Chairman Richard Glick Statement
April 9, 2021
Docket No. ER21-502-001
I dissent in part from today’s order because NYISO has not shown that its proposal to include dual fuel capability in the cost assumptions for the peaking facility used to establish the ICAP Demand Curve for the G-J Locality is just and reasonable and consistent with its Tariff. NYISO’s Tariff requires that the proxy unit used to establish its ICAP Demand Curves reflect the resource “with technology that results in the lowest fixed costs and highest variable costs among all other units’ technology that are economically viable.”[1] NYISO has not established that in the G-J Locality, a dual fuel unit better satisfies that tariff provision than a gas-only unit connected directly to an interstate natural gas pipeline, which the record suggests could potentially have lower fixed costs while remaining economically viable.
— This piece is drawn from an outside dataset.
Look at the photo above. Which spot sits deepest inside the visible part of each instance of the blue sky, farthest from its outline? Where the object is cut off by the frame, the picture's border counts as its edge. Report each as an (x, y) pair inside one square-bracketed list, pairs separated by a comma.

While I agree with many of the points outlined in Commissioner Clements’s dissent,[2] I believe that the present record simply is not sufficient to answer the question one way or another. Accordingly, I would set this aspect of NYISO’s proposal for hearing.
On a more general level, I cannot help but observe that this issue, and its central role in the NYISO capacity market, illustrates the extent to which we are not dealing with a market in any ordinary sense of the term. The administrative exercise of arguing about the cost attributes of a mythical power plant is about as far afield from market competition as anything I can imagine. We should not lose sight of these facts when presented with arguments about the need to prevent out-of-market actions from sullying the otherwise pure “market” that exists today.
Finally, while I agree that the just and reasonable amortization period is 20 years,[3] I urge NYISO to examine adopting a different proxy unit or other more holistic reforms in light of New York’s greenhouse gas reduction goals. Although it is by no means certain that what are currently gas-fired resources will retire by 2040, it is clear that they will make up a smaller and smaller share of the resource mix. Before long, a gas-fired resource may no longer represent a likely new entrant, even when reserve margins are tight. NYISO would be well-served to take a hard look at whether it makes sense to anchor its demand curve to a resource that is unlikely to enter the market and whether it should instead take steps to better align the capacity market’s principal parameters with the goals of the state in which it operates.